4. Fitness – Let’s face it; winning a tournament takes a lot of mental fortitude – you must really put it all together not just for one match, but consecutive matches, and each round the opponent becomes more difficult to beat. But what a lot of players fail to see is the importance of off-court fitness training. The bottom line is this: if you are fit, you are fully confident in your ability to stay out on that court all day if that’s what it takes. If you know you are fitter than the person across from you, you won’t play rushed, you won’t play panicked like you have to end the point too soon because you are simply pacing yourself for what lies ahead in the next 2-3 hours. Fitness creates confidence, toughness, and in turn creates that mental toughness you were striving for. Get fit and you will see a huge difference in your tournament play. Please note: a long-distance run is only ONE type of fitness training, and it’s not enough for a fast-twitch sport like tennis. When I ask kids in the summer academy if they do off-court fitness, they’ll often answer, “Oh yeah coach, I run five miles, twice a week”. Well that’s not helping your explosiveness and agility, its only helping your cardiovascular strength. For tennis, you need really three areas of fitness: 1. Sprinting – overall speed, this can be done with interval training, incline running, etc. 2. Agility and explosiveness – plyometrics are always good, as well as on-court fitness drills focusing on first step movements, shuffling, cross-over step, etc., and 3. Cardio – your lungs need to be strong and your endurance should be high. Long-distance running helps with this.
If I had to add a fifth component, it would be extra serving practice. One thing that I see really lets young players down in their tournaments are low serving percentages. The bottom line is we don’t practice the serve enough, the groundstrokes always get love and we tend to neglect the serve during a practice session until it’s time to play points or a match. If you can practice your serve away from practice time, at least 3-4 times per week, it will really help your tournament play. The most important statistic in tennis, the one thing that usually translates with winning, are serve percentages, 1st and 2nd.

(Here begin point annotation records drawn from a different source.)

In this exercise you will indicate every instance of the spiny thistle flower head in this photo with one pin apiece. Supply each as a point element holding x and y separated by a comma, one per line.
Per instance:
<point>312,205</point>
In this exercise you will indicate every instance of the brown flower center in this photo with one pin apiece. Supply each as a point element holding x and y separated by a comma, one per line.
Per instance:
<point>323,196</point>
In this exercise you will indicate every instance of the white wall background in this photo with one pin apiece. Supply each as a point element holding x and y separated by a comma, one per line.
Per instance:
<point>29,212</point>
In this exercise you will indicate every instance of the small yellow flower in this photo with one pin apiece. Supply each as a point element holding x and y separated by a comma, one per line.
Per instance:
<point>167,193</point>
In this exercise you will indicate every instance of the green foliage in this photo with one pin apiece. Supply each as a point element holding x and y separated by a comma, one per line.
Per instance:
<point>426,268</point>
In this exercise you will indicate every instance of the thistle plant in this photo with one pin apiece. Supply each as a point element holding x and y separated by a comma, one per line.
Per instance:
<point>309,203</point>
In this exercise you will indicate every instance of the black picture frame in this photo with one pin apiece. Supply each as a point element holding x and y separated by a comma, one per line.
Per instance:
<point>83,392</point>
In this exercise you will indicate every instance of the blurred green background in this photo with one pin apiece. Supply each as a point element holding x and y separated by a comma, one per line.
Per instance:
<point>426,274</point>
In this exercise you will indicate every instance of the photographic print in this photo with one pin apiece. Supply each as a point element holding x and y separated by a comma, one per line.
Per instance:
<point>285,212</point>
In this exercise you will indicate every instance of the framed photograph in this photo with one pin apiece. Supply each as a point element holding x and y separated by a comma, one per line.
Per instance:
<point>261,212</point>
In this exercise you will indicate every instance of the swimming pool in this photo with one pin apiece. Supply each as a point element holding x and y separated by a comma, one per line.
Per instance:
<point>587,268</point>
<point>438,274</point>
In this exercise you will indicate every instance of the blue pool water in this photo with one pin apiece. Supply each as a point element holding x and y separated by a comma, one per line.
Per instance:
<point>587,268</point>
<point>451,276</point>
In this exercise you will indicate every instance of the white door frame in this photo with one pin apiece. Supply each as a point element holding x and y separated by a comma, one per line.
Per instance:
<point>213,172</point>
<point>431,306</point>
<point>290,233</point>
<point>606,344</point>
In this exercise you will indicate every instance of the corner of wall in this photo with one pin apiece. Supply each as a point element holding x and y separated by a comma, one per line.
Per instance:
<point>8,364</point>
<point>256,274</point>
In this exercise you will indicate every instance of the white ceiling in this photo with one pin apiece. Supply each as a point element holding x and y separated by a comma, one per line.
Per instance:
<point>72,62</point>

This is the NEWK’S way. These four simple steps are what every one of our year-round kids do day in and day out, and the results in their tournaments speak for themselves. Trust me, if you do these four things, and you do them well, you will become successful in your tournaments. If you skip a drill session, or play a match at 50%, or skip fitness here and there, or don’t put in the extra reps, you will fail when the pressure is high. Remember that confidence is extremely fragile, for any athlete, so gaining it takes a lot of hard work and effort. These steps to getting tournament ready is what we hope every summer academy player will take home and implement into their training. It’s what all of our year-round players go through every week, and it’s what makes our players so successful in tournament play.